Greenery may one day clean up the chemical fallout of oil spills and air pollution.
Wielding the metabolic machinery of microbes, plants can now digest polycyclic aromatic hydrocarbons, the ubiquitous chemicals known as PAHs that ooze from oil spills and settle out from smog. The vegetation is still in early stages of development, but scientists are hopeful that it may act as green cleanup crews in future dirty environments. Plant-based scrubbings could be around one-tenth the cost of current methods to clean up contamination, such as harmful PAHs, researchers say.
The United States spends billions of dollars each year cleaning up dangerous waste sites. Global costs are estimated to reach up to $50 billion. The expense of the work — which often covers excavating contaminated land or pumping in chemical treatments — often results in waste sites being deserted without any cleanup.
For a cheaper fix, scientists have eyed biological cleansers. Certain microbes are natural waste-gobblers, sucking in chemical pollutants and snapping them apart to make harmless molecules. Some of these bacteria have been used to clean up oil spills in seas, rivers and even soils. But getting microbes to live in toxic dumps and monitoring their progress can be difficult. Many plants also take up pollution, but they tend to be vulnerable to poisoning because most are unable to break down the harmful chemicals.
Agricultural researcher Quan-Hong Yao and colleagues at the Shanghai Academy of Agricultural Sciences got around the problem by arming plants with pollutant-cracking enzymes from bacteria. The proteins they chose are encoded in a cluster of four genes found in Pseudomonas putida, a soil microbe that breaks down PAHs.
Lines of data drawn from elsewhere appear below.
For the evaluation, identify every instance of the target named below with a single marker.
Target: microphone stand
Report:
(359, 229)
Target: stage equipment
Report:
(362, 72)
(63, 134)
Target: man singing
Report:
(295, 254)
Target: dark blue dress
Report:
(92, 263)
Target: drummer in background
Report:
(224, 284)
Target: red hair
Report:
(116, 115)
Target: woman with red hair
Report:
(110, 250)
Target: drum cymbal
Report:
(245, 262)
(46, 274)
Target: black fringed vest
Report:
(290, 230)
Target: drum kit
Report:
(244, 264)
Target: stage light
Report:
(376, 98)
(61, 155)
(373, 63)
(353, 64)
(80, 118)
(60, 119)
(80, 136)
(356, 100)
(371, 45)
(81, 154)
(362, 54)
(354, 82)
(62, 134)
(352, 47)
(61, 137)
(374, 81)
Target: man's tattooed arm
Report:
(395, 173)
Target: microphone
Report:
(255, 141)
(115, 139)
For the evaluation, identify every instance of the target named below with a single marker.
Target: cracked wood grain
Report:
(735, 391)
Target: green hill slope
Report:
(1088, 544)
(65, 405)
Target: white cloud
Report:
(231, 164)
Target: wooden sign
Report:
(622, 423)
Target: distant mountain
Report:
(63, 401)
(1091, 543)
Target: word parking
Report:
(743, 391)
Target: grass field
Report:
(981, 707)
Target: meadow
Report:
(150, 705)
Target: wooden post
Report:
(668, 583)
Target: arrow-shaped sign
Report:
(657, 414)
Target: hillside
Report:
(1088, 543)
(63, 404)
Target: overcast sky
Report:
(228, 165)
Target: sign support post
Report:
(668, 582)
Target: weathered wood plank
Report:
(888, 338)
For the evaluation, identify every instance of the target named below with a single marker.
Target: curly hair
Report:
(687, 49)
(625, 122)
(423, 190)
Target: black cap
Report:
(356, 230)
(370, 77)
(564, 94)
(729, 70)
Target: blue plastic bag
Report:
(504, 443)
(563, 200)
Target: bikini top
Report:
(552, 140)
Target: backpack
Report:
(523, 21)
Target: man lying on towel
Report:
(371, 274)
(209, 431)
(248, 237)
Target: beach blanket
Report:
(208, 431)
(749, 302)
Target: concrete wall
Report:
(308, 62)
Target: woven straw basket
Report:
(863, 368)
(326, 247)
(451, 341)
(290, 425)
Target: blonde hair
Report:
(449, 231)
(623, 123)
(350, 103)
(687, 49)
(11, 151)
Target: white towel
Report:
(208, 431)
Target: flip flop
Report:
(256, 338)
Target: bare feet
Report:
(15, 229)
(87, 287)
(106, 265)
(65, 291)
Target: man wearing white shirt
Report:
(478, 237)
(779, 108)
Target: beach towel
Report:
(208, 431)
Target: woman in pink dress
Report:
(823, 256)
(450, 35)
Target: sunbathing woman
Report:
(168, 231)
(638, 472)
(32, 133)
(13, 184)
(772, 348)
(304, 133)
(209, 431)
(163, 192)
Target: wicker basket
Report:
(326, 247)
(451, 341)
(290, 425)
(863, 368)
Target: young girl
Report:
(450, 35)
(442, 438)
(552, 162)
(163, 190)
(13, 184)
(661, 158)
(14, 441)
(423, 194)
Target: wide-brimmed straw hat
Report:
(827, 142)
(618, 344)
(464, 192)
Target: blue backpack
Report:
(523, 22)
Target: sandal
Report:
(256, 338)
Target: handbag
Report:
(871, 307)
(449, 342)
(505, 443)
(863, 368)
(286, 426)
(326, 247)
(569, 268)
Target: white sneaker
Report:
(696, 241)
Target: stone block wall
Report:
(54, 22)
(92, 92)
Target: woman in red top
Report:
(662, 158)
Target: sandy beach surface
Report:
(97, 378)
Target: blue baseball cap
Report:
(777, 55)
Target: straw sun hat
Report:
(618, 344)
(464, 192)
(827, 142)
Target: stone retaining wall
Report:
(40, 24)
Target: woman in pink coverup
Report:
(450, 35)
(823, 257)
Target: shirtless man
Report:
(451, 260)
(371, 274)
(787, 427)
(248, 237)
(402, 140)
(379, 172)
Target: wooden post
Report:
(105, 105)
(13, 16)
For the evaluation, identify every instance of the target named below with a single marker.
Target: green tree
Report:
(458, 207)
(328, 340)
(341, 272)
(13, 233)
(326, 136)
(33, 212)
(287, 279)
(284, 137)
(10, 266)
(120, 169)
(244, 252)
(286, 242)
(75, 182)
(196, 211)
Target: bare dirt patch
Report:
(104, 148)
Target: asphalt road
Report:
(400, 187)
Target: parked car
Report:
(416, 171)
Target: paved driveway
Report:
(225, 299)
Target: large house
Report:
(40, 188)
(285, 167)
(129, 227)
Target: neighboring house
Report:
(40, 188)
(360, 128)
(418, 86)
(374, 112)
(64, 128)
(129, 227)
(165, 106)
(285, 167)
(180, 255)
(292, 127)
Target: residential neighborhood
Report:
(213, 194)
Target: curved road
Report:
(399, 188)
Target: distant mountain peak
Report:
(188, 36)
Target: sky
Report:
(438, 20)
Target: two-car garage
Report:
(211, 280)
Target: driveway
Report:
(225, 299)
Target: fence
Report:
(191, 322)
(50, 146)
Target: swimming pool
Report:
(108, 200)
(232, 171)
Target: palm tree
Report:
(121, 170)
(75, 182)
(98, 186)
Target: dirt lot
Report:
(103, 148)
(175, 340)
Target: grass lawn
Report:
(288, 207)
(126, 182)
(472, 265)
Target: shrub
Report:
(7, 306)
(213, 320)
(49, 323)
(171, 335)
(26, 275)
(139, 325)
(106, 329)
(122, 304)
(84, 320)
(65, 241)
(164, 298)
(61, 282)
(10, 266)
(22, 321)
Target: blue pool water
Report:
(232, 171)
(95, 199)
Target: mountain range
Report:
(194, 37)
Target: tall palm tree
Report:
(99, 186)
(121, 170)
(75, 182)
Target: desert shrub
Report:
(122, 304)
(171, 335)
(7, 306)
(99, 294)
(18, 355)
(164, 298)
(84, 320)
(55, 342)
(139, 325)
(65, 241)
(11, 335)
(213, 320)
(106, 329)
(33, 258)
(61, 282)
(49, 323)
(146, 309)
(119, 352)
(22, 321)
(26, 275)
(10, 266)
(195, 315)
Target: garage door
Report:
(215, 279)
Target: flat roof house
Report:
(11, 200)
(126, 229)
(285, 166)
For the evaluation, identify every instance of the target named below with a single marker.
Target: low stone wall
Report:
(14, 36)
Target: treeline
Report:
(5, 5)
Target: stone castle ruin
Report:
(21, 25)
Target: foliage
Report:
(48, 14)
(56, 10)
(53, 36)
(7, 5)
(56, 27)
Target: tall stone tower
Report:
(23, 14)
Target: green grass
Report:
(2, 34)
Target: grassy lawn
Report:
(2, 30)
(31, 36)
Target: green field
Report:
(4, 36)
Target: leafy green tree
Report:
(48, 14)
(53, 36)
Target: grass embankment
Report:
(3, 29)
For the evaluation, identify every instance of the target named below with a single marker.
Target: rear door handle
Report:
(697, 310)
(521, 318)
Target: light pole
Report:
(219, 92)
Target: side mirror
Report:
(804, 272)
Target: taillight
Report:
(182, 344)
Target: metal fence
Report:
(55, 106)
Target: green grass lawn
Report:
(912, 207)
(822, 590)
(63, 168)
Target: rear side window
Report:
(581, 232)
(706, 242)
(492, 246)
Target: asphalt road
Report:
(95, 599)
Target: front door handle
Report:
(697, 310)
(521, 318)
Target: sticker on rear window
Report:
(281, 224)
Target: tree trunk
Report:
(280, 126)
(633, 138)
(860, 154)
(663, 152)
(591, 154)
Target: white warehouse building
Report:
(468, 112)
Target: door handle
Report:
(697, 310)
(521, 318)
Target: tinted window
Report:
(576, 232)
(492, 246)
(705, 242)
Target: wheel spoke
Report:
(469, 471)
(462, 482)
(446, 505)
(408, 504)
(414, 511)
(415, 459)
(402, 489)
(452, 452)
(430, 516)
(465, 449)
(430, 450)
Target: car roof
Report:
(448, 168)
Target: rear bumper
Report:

Other researchers have put these genes into plants before, including biochemist Michel Sylvestre of the Centre INRS – Institut Armand-Frappier in Laval, Canada. But there’s a sticking point, Sylvestre says: If protein production isn’t synchronized, those enzymes can’t work together to digest the PAHs. “All those who have tried have never succeeded,” Sylvestre says.
Yao and colleagues pulled it off with careful assembly of the four genes into one neat genetic package. For the receiving plants, the researchers chose rice and a flowering plant called Arabidopsis thaliana, both of which are commonly used like guinea pigs in plant research.
The plants took in the genes, coordinated their enzyme manufacturing and broke down phenanthrene, a common PAH pollutant. After 30 days, the plants digested up to 50 percent of the phenanthrene in spiked soil, Yao and colleagues report October 9 in Environmental Science & Technology.
“This is a big deal,” says environmental chemist Christopher Reddy of the Woods Hole Oceanographic Institution in Massachusetts, who studies oil spills. The genetic feat and the success in a lab cleanup are promising, but he cautions, that it’s still unclear whether the plants can digest dangerous waste outside the lab.
Some of the pollutants, particularly those from soot, form hard-to-break chemical complexes, he says. How well the plants will grow in contaminated sites is also unknown.
Yao agrees: “There is still a long way to go to use these transgenic plants.” He is planning to test the plants’ scrubbing potential in real-world conditions.
However, strict regulations on genetically engineered plants in the United States and elsewhere may make these green cleaners difficult to use, says environmental scientist Sharon Doty of the University of Washington in Seattle. In her research on PAH remediation, Doty introduces whole bacteria instead of injecting bacterial genes. Called endophytes, these microbial partners live inside a plant, breaking down PAHs and other pollutants, she says.
With the same bacteria Yao’s group used, willow shrubs and grass could chew up phenanthrene in contaminated soil, Doty and her colleagues report in the Oct. 21 Environmental Science & Technology.
Collectively the new data, she says, shows that plants could one day solve the pollution problem.